La reputación literaria de Markson (1927- 2010) se basa en libros como La amante de Wittgenstein, que marcó un punto de inflexión en su carrera; La soledad del lector o La última novela. Ese reconocimiento fue en círculos pequeños hasta que se consolidó en los últimos años de su vida y ha continuado creciendo póstumamente.

No sabemos mucho, con certeza, sobre Kate, la narradora de la novela La amante de Wittgenstein, de David Markson. Ella es, o cree ser, la última persona que queda en la Tierra. Hace breves referencias a su hijo, que murió hace mucho tiempo. Solía ​​ser pintora, pero ha cambiado sus pinceles por una máquina de escribir en una casa abandonada en una playa sin nombre. Sabe que está escribiendo, pero los días han comenzado a desdibujarse en una bruma de incertidumbre. Ella no puede recordar su edad exacta ni cuánto tiempo ha estado sola. Cuando se propone compilar una lista de los lugares donde ha vivido a lo largo de los años, admite: “Sin duda, ya he perdido el rastro de gran parte de eso”. Incluso el lenguaje demuestra ser un medio resbaladizo. Citando, sin atribución, a Wittgenstein, reflexiona: “El mundo es todo lo que es el caso”, y luego admite: “No tengo idea de lo que quiero decir con la oración que acabo de escribir”. Ella ha olvidado dónde aprendió las cosas que cree que sabe y en un momento pregunta: “¿Qué es lo que cualquiera de nosotros realmente sabe?”.
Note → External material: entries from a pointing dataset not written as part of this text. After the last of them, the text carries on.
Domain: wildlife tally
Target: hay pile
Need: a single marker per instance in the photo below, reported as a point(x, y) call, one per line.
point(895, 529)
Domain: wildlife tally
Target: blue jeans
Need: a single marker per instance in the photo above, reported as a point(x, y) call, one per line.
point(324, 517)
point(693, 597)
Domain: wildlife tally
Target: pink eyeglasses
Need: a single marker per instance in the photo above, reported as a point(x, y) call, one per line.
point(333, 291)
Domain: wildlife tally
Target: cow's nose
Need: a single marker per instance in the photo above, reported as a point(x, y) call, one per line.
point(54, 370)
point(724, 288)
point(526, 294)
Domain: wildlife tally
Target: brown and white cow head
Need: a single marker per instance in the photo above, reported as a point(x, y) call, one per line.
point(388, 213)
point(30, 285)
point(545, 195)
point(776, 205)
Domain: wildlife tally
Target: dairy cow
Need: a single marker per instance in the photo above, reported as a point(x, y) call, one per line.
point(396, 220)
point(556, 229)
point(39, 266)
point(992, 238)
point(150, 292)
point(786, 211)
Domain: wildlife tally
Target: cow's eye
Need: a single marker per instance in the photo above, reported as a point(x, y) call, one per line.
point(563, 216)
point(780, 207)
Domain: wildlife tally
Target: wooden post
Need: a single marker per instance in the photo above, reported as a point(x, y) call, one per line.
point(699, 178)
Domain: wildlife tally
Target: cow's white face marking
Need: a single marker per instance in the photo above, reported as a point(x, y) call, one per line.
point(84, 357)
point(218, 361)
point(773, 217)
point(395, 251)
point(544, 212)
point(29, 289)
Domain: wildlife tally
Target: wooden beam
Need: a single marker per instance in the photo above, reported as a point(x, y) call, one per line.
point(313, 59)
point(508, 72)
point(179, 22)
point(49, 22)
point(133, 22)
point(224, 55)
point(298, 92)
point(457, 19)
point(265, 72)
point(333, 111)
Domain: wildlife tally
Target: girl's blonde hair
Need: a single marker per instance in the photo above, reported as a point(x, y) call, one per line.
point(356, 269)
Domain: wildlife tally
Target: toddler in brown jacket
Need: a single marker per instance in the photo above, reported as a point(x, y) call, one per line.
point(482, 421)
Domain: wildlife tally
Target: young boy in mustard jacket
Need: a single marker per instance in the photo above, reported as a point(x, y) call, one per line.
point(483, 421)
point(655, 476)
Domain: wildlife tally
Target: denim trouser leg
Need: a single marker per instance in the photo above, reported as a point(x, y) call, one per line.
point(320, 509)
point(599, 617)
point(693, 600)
Sin embargo, a pesar de todas sus calificaciones cautelosas, su marcha atrás y sus balbuceos existenciales, Kate no duda en hacer afirmaciones escandalosas. Ella dice que navegó a Bizancio por su cuenta y luego condujo a través de Siberia. Dice que se ha instalado en museos de todo el mundo. Cuando vivía en el Museo Metropolitano de Arte, dejó sus propias pinturas entre las que colgaban en las galerías del segundo piso. También disparó para hacer agujeros en la claraboya del Gran Salón para que pudiera escapar el humo del fuego que encendió con los artefactos del museo. Ah, y se torció el tobillo al caer por las escaleras allí y luego se divirtió maniobrando una silla de ruedas “desde las antigüedades budistas e hindúes hasta las bizantinas”.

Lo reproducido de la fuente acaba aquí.